Amazon expanded Alexa Plus with selectable personality styles, think “friendly,” “blunt,” or “chilled” — so subscribers can tweak tone and response flavor without changing functionality. The feature is a small but meaningful nudge toward personalization: the assistant’s answers stay the same, but delivery and phrasing shift to better fit the household vibe. It’s part of a broader trend where voice assistants try to be not just useful but emotionally calibrated to the user’s taste. For brands and voice designers, that opens creative opportunities (and testing questions) around tone, brand voice, and UX continuity across devices. The rollout may also reignite conversations about how much personalization should be machine-driven versus user-declared.  

YouTube Premium Lite adds background play and downloads, cheaper than full Premium

YouTube is beefing up its lower-priced Premium Lite tier to include background play and offline downloads. Of course, other perks like ad-free are on hold for the full Premium plan. The tweak is all about price sensitivity: give casual power users what they need to enjoy content on the go. For the platform, it’s a retention play that smooths churn while still segmenting features for higher-value subscribers. Consumers who stream on mobile or commute regularly will likely see this as a clear value play. Expect the change to pressure other streaming apps to rethink a skinny, essentials-first subscription tier. 
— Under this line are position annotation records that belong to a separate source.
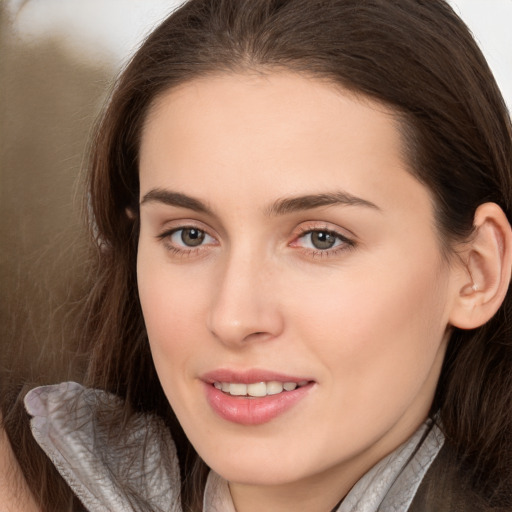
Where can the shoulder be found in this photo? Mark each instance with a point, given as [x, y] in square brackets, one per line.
[15, 495]
[110, 456]
[444, 489]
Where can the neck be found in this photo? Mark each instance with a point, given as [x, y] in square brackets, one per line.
[321, 493]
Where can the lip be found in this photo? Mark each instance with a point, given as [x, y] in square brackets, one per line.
[252, 410]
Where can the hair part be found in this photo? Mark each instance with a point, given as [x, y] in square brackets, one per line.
[414, 56]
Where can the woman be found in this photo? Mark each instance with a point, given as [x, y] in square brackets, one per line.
[301, 213]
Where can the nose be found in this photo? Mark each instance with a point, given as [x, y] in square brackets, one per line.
[245, 306]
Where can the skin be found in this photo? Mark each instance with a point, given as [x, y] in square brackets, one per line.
[366, 321]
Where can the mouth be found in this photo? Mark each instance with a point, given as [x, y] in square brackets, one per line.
[254, 397]
[258, 389]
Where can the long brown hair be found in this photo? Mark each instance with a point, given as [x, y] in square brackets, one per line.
[415, 56]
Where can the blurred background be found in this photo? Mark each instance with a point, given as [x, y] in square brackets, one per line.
[58, 60]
ADT acquires the team behind Wi-Fi motion sensing to boost smart home smarts

Origin Wireless has been bought by ADT, the startup known for Wi-Fi-based motion and presence sensing. Likewise, the acquisition folds wireless AI detection into its smart-home security stack to improve non-camera sensing and reduce false alarms. The technology can infer occupancy and subtle motion from radio signals. Of course, this is handy for privacy-sensitive setups or places where cameras are impractical. For homeowners, it could mean smarter arming modes and fewer nuisance trips. Integrators can expect it to blend different sensor modalities into a coherent automation story. The acquisition signals ADT’s push to make its platform more context-aware using non-visual signals. In addition, it also accelerates product differentiation in a crowded security market. Watch for tighter hardware-software bundles and new subscription options that lean on advanced sensing as a premium feature.